Fix slow lists:mapfoldl/3 #2594

bjorng · 2020-04-14T11:46:36Z

This PR fixes two issues in the compiler that made lists:mapfoldl/3 slow. See the commit messages for further details.

https://bugs.erlang.org/browse/ERL-1216

fenollp · 2020-04-15T08:44:07Z

Very interesting!
So to recap fast-growing O(n) space can be saved thanks to a reordering of calls:

 mapfoldl(F, Acc0, [Hd|Tail]) ->
     Res1 = F(Hd, Acc0),
+    R = element(1, Res1),
     Res2 = mapfoldl(F, element(2, Res1), Tail),
-    {[element(1, Res1)|element(1, Res2)],element(2, Res2)};
+    {[R|element(1, Res2)],element(2, Res2)};
 mapfoldl(F, Acc, []) ->
     {[],Acc}.

How can we make the compiler attempt such reorderings more often?

Here the call element(1, Res1) can be moved to happen before element(2, Res1) as the former cannot fail if the latter didn't (Res1 is thus proven to be a tuple of size >= 2).

Could we instruct the compiler on the semantics of some of the basic functions such as element/2, map_key/2, ... (maybe only guards even) so these reorderings can be attempted?

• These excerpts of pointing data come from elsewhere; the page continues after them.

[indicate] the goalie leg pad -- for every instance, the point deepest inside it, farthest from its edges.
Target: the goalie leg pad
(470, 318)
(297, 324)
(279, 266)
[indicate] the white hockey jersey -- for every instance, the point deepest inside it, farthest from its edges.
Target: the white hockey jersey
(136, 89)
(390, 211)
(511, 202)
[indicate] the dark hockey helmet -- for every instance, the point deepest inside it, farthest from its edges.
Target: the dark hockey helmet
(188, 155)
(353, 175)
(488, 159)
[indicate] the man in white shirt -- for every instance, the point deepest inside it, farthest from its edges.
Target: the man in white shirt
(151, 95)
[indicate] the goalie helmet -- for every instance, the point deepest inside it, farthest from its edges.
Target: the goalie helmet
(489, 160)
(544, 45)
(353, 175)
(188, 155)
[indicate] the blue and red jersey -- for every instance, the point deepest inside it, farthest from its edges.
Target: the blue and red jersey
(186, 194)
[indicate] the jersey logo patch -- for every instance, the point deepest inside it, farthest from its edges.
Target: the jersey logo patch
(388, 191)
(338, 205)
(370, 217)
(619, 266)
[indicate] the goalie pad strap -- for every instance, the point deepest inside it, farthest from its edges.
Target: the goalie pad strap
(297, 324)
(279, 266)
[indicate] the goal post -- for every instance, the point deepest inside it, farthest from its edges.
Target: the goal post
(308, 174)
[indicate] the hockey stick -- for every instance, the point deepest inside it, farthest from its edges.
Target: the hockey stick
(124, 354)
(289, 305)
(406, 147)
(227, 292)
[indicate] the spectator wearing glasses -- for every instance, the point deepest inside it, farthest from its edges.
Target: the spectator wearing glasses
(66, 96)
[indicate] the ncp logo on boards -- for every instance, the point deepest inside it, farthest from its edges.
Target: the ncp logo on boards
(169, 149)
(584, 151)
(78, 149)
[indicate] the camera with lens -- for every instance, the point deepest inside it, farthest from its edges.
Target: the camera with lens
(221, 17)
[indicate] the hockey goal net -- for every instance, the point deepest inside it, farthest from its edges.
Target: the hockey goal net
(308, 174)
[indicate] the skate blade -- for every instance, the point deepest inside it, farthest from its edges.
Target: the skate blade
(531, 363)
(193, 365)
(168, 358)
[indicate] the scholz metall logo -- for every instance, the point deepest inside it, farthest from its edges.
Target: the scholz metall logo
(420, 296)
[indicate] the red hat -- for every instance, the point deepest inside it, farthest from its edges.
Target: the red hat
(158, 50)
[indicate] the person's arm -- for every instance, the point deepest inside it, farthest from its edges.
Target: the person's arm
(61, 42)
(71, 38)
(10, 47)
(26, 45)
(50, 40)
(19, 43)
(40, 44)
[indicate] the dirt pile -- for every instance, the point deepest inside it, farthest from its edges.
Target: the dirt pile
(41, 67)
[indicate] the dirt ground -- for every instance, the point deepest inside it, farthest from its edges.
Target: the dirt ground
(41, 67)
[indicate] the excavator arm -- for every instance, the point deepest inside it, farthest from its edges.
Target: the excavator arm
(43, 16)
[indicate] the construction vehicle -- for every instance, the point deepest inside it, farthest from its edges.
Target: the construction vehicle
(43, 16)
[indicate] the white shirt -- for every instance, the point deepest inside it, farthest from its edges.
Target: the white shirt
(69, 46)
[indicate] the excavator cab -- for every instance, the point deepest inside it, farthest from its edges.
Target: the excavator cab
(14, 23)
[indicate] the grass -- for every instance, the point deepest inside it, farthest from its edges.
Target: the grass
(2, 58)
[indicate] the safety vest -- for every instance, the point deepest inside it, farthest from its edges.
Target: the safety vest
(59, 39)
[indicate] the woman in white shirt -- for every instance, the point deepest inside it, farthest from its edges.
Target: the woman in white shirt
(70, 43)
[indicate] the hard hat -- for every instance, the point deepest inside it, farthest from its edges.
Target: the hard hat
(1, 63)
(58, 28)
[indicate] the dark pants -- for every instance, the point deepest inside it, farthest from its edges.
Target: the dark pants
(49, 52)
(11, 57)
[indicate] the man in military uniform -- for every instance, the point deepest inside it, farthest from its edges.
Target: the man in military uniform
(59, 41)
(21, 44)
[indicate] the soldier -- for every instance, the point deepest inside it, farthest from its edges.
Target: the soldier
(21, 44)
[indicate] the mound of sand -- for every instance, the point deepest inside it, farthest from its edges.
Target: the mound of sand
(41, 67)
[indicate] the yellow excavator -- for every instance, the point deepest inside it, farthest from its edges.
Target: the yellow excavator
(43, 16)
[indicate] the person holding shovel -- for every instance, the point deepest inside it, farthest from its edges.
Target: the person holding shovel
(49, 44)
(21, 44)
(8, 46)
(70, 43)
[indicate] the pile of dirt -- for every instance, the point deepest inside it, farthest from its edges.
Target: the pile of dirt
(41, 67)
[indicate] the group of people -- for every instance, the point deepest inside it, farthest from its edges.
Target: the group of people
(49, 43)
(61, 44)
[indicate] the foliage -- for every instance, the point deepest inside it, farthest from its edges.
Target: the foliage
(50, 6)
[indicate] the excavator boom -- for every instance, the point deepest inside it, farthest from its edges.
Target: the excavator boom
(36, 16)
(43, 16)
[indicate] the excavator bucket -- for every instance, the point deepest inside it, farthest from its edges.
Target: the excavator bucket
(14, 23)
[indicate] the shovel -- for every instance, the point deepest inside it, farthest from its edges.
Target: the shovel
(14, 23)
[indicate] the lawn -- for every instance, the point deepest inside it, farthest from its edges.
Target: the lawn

Maybe there's even a heuristic similar to the number of stack slots mentioned here that can be used to decide when to reorder or better: which ordering to pick.
I'll have a try (albeit probably overfitted to the case at hand):
Pick the reodering that minimizes the amount of "basic function" calls happening after non-"basic function" calls.

I guess these "basic functions" can be any function the compiler knows is pure. Guards are a good subset of these here for memory saving as their output is often smaller than their input, trading off a small amount of computation (except for length/1).

Should I open an issue on https://bugs.erlang.org/?

bjorng · 2020-04-15T11:15:04Z

@fenollp I only have time for a quick answer.

So to recap fast-growing O(n) space can be saved thanks to a reordering of calls:

No, that is not what my PR does. The compiler usually sinks (executing later) tuple extraction instructions. When compiling mapfoldl/3, that results in slow_mapfoldl/3. In this particular case, this is a pessimization because Res1 will be kept alive too long. So my PR uses a heuristic to disable this particular optimization of sinking tuple extraction instructions when it would be potentially harmful.

Should I open an issue on https://bugs.erlang.org/?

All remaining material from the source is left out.